The Hôtel de Castries (/fr/) is an hôtel particulier in the 7th arrondissement of Paris, at 72 Rue de Varenne. Dating from the end of the 17th and beginning of the 18th century, it was profoundly transformed by the Duke of Castries between 1843 and 1863, under the architects Joseph-Antoine Froelicher and François Clément Joseph Parent.

It is a property of the state. As of August 2022, it is the office of the Government Spokesman.

==History==

===Hôtel de Nogent===
The hôtel was originally built around the end of the 17th century by Jean Dufour, seigneur de Nogent. Typical of residences of this time, it had a courtyard forming a perfect square and two wings projecting off a central body to form a U, all of the same height. Slate-roofed, each of the wings had a passage running through it, with that on the left (preserved today) leading to the kitchens and that on the right to the stables.

In the right wing was to be found an antechamber, a grand staircase, a dining room, another room of the stables, and an attic. The left wing also contained a staircase with iron stair rods, three small rooms, another room, and another attic. The central body contained a double-height (i.e. filling the ground and first floors) great hall and four other rooms.

===Alterations by the marquis de Castries===
On 27 September 1708, Jean Dufour's widow, Angélique Guyner, sold the hôtel to Jean François de La Croix de Castries (1663-1728), first marquis de Castries, who bought it with an inheritance from his uncle the cardinal of Bonzi (?-1703), archbishop of Narbonne. That inheritance also meant he could afford to spend 20,000 livres on rebuilding of the house and expansion of its gardens from 1708 to 1714. The Castries family held onto it until the end of the 19th century. On his death, the building was rented in 1729 to Charles Armand de Gontaut-Biron (1663-1756), for 7,500 livres a year.

===Embellishments by the marshal de Castries===
In 1743, the marquis's third son, Charles Eugène Gabriel de La Croix de Castries (1727-1801), future marshal of France, recuperated at the family hôtel and installed himself there before his marriage to Gabrielle Isabeau Thérèse de Rozet de Rocozel de Fleury, daughter of the first duc de Fleury. A 1761 inheritance from his uncle the Marshal of Belle-Isle left Charles to with a huge fortune, and allowed him to initiate grand works on the hôtel's interior decoration, led by the sculptor Jacques Verberckt. A new gate onto the street was built by Jacques-Antoine Payen in 1762, which may still be seen, and the two wings were linked by a high wall surmounted by a balustrade.
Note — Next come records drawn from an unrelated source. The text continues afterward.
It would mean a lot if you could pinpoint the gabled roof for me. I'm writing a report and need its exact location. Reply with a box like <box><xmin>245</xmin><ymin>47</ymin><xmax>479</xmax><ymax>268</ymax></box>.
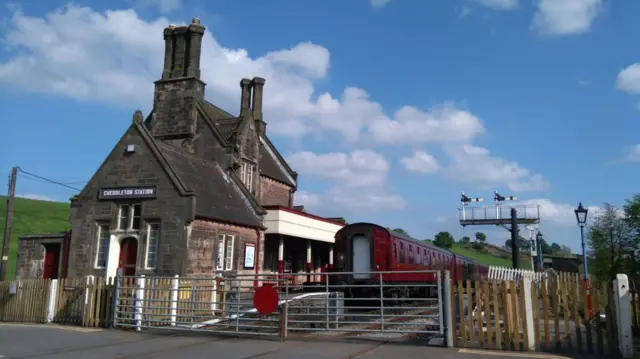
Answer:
<box><xmin>200</xmin><ymin>101</ymin><xmax>297</xmax><ymax>187</ymax></box>
<box><xmin>158</xmin><ymin>143</ymin><xmax>262</xmax><ymax>227</ymax></box>
<box><xmin>133</xmin><ymin>123</ymin><xmax>264</xmax><ymax>227</ymax></box>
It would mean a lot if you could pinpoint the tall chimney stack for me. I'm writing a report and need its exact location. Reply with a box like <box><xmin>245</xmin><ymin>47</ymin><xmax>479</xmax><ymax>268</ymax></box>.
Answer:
<box><xmin>251</xmin><ymin>77</ymin><xmax>267</xmax><ymax>134</ymax></box>
<box><xmin>240</xmin><ymin>79</ymin><xmax>251</xmax><ymax>116</ymax></box>
<box><xmin>150</xmin><ymin>17</ymin><xmax>205</xmax><ymax>145</ymax></box>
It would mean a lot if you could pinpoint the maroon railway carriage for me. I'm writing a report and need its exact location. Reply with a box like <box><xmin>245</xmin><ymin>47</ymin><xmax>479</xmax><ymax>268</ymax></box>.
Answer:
<box><xmin>330</xmin><ymin>223</ymin><xmax>489</xmax><ymax>300</ymax></box>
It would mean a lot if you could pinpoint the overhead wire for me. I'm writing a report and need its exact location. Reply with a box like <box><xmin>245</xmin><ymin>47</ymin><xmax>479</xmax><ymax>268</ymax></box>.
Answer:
<box><xmin>18</xmin><ymin>167</ymin><xmax>86</xmax><ymax>192</ymax></box>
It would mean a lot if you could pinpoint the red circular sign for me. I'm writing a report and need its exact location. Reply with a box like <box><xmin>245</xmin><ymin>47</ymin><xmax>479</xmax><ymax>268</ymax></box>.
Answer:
<box><xmin>253</xmin><ymin>284</ymin><xmax>279</xmax><ymax>315</ymax></box>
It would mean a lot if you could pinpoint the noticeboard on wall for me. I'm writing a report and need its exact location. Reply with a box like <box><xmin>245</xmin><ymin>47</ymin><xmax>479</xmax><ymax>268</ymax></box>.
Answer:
<box><xmin>98</xmin><ymin>186</ymin><xmax>156</xmax><ymax>199</ymax></box>
<box><xmin>244</xmin><ymin>243</ymin><xmax>256</xmax><ymax>269</ymax></box>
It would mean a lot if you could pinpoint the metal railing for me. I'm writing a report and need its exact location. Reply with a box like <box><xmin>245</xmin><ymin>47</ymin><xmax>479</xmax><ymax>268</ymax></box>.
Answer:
<box><xmin>114</xmin><ymin>270</ymin><xmax>450</xmax><ymax>340</ymax></box>
<box><xmin>458</xmin><ymin>205</ymin><xmax>540</xmax><ymax>221</ymax></box>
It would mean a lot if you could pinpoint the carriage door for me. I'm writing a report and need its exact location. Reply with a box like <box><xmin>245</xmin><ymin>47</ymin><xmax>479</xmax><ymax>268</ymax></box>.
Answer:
<box><xmin>352</xmin><ymin>235</ymin><xmax>371</xmax><ymax>279</ymax></box>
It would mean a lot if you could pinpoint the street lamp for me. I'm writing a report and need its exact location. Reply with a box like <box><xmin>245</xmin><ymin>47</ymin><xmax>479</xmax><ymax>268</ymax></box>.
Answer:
<box><xmin>573</xmin><ymin>202</ymin><xmax>593</xmax><ymax>319</ymax></box>
<box><xmin>536</xmin><ymin>231</ymin><xmax>544</xmax><ymax>272</ymax></box>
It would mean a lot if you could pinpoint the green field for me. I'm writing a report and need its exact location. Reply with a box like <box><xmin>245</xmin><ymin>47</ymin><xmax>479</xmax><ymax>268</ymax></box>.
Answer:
<box><xmin>451</xmin><ymin>243</ymin><xmax>531</xmax><ymax>269</ymax></box>
<box><xmin>0</xmin><ymin>196</ymin><xmax>70</xmax><ymax>279</ymax></box>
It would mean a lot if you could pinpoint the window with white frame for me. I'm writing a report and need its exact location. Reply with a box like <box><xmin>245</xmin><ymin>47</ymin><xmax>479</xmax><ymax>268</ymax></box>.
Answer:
<box><xmin>216</xmin><ymin>234</ymin><xmax>235</xmax><ymax>270</ymax></box>
<box><xmin>96</xmin><ymin>225</ymin><xmax>111</xmax><ymax>268</ymax></box>
<box><xmin>240</xmin><ymin>162</ymin><xmax>255</xmax><ymax>191</ymax></box>
<box><xmin>118</xmin><ymin>204</ymin><xmax>142</xmax><ymax>231</ymax></box>
<box><xmin>145</xmin><ymin>223</ymin><xmax>160</xmax><ymax>269</ymax></box>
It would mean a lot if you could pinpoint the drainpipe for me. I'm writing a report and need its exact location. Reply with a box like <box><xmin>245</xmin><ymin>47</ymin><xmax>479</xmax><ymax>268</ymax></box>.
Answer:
<box><xmin>253</xmin><ymin>227</ymin><xmax>262</xmax><ymax>289</ymax></box>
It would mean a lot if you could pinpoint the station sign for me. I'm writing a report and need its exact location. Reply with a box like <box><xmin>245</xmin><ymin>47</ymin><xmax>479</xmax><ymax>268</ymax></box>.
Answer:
<box><xmin>98</xmin><ymin>186</ymin><xmax>156</xmax><ymax>199</ymax></box>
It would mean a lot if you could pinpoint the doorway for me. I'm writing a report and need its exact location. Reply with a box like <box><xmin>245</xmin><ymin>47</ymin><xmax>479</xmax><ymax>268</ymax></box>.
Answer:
<box><xmin>42</xmin><ymin>243</ymin><xmax>60</xmax><ymax>279</ymax></box>
<box><xmin>118</xmin><ymin>237</ymin><xmax>138</xmax><ymax>276</ymax></box>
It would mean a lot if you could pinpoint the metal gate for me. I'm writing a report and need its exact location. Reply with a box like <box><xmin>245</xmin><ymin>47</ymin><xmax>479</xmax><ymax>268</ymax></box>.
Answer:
<box><xmin>114</xmin><ymin>270</ymin><xmax>450</xmax><ymax>344</ymax></box>
<box><xmin>286</xmin><ymin>270</ymin><xmax>445</xmax><ymax>342</ymax></box>
<box><xmin>113</xmin><ymin>274</ymin><xmax>287</xmax><ymax>336</ymax></box>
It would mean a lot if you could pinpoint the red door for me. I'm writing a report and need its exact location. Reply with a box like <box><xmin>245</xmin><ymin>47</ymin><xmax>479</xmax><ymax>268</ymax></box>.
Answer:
<box><xmin>42</xmin><ymin>243</ymin><xmax>60</xmax><ymax>279</ymax></box>
<box><xmin>118</xmin><ymin>238</ymin><xmax>138</xmax><ymax>276</ymax></box>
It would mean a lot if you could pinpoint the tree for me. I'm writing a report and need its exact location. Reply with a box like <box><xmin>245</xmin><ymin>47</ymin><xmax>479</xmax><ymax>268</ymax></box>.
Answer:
<box><xmin>433</xmin><ymin>232</ymin><xmax>454</xmax><ymax>248</ymax></box>
<box><xmin>540</xmin><ymin>238</ymin><xmax>553</xmax><ymax>256</ymax></box>
<box><xmin>586</xmin><ymin>204</ymin><xmax>640</xmax><ymax>281</ymax></box>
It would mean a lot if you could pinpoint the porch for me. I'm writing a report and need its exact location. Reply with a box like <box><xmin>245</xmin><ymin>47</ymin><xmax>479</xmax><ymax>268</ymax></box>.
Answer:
<box><xmin>263</xmin><ymin>206</ymin><xmax>344</xmax><ymax>284</ymax></box>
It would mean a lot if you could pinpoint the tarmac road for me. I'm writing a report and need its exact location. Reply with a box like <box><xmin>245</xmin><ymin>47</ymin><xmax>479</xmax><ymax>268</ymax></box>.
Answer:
<box><xmin>0</xmin><ymin>323</ymin><xmax>576</xmax><ymax>359</ymax></box>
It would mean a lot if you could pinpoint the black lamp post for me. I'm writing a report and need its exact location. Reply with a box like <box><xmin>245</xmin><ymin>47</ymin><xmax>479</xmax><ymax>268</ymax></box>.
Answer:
<box><xmin>573</xmin><ymin>202</ymin><xmax>593</xmax><ymax>319</ymax></box>
<box><xmin>536</xmin><ymin>231</ymin><xmax>544</xmax><ymax>272</ymax></box>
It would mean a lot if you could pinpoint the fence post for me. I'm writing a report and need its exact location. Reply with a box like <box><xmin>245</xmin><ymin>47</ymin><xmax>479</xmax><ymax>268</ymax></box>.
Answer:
<box><xmin>134</xmin><ymin>275</ymin><xmax>144</xmax><ymax>332</ymax></box>
<box><xmin>111</xmin><ymin>268</ymin><xmax>120</xmax><ymax>328</ymax></box>
<box><xmin>170</xmin><ymin>274</ymin><xmax>180</xmax><ymax>327</ymax></box>
<box><xmin>442</xmin><ymin>270</ymin><xmax>455</xmax><ymax>348</ymax></box>
<box><xmin>47</xmin><ymin>279</ymin><xmax>58</xmax><ymax>323</ymax></box>
<box><xmin>613</xmin><ymin>274</ymin><xmax>633</xmax><ymax>358</ymax></box>
<box><xmin>521</xmin><ymin>275</ymin><xmax>539</xmax><ymax>351</ymax></box>
<box><xmin>82</xmin><ymin>275</ymin><xmax>95</xmax><ymax>327</ymax></box>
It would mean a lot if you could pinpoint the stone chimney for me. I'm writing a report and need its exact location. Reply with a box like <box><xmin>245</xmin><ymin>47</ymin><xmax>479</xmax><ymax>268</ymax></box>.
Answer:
<box><xmin>251</xmin><ymin>77</ymin><xmax>267</xmax><ymax>134</ymax></box>
<box><xmin>240</xmin><ymin>79</ymin><xmax>251</xmax><ymax>116</ymax></box>
<box><xmin>150</xmin><ymin>18</ymin><xmax>205</xmax><ymax>140</ymax></box>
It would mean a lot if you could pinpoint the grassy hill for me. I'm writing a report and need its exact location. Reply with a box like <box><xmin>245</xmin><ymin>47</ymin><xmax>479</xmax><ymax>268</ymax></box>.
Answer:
<box><xmin>451</xmin><ymin>243</ymin><xmax>531</xmax><ymax>269</ymax></box>
<box><xmin>0</xmin><ymin>196</ymin><xmax>70</xmax><ymax>279</ymax></box>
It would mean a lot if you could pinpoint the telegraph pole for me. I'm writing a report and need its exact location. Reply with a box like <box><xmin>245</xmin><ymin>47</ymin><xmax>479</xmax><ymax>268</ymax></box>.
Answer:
<box><xmin>0</xmin><ymin>167</ymin><xmax>18</xmax><ymax>282</ymax></box>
In 1778, Adrien-Louis de Bonnieres, duc de Guines (1735-1806), rented part of this mansion, and he died here at the age of seventy-one.

===Additions by the second duke of Castries===
During the French Revolution, the hôtel was seized as one of the goods of an émigré and assigned to the ministry of war.

In 1842, on the death of his father, the second duke of Castries, Edmond Eugène Philippe Hercule de La Croix de Castries (1787-1866) undertook important restoration and transformation work on the building, by then in a poor state, under the direction of Joseph-Antoine Froelicher between 1843 and 1863, then under the direction of his son-in-law, François Clément Joseph Parent, who directed the works until his death. It was these works that gave the building its present appearance.

As early as 1851, the duke of Castries took tenants: the Clermont-Tonnerres et les La Rochefoucauld-Liancourts occupied the left wing; at the beginning of the Second French Empire, the Lestrades, the Saint-Aignans, the Laguiches and the comte de Beaumont all had apartments in the hôtel de Castries.

===After the Castries===
On the death of the second duke of Castries, the hôtel passed to his nephew Edmond Charles Auguste de La Croix de Castries. On his death in 1886, his widow remarried, to vicomte Emmanuel d’Harcourt, who sold the hôtel de Castries to the Montgermonts. The hôtel was therefore lived in by prince Louis de Broglie, the comtesse de la Roche-Aymon, and the comte de Castellane, who rented the ground floor and garden in 1936.

In 1946, the Domaines requisitioned the hôtel to house the Ministry of Agriculture. Several other ministries later occupied the building, including the Fonction Publique and its present occupiers the Ministry of Housing and Cities.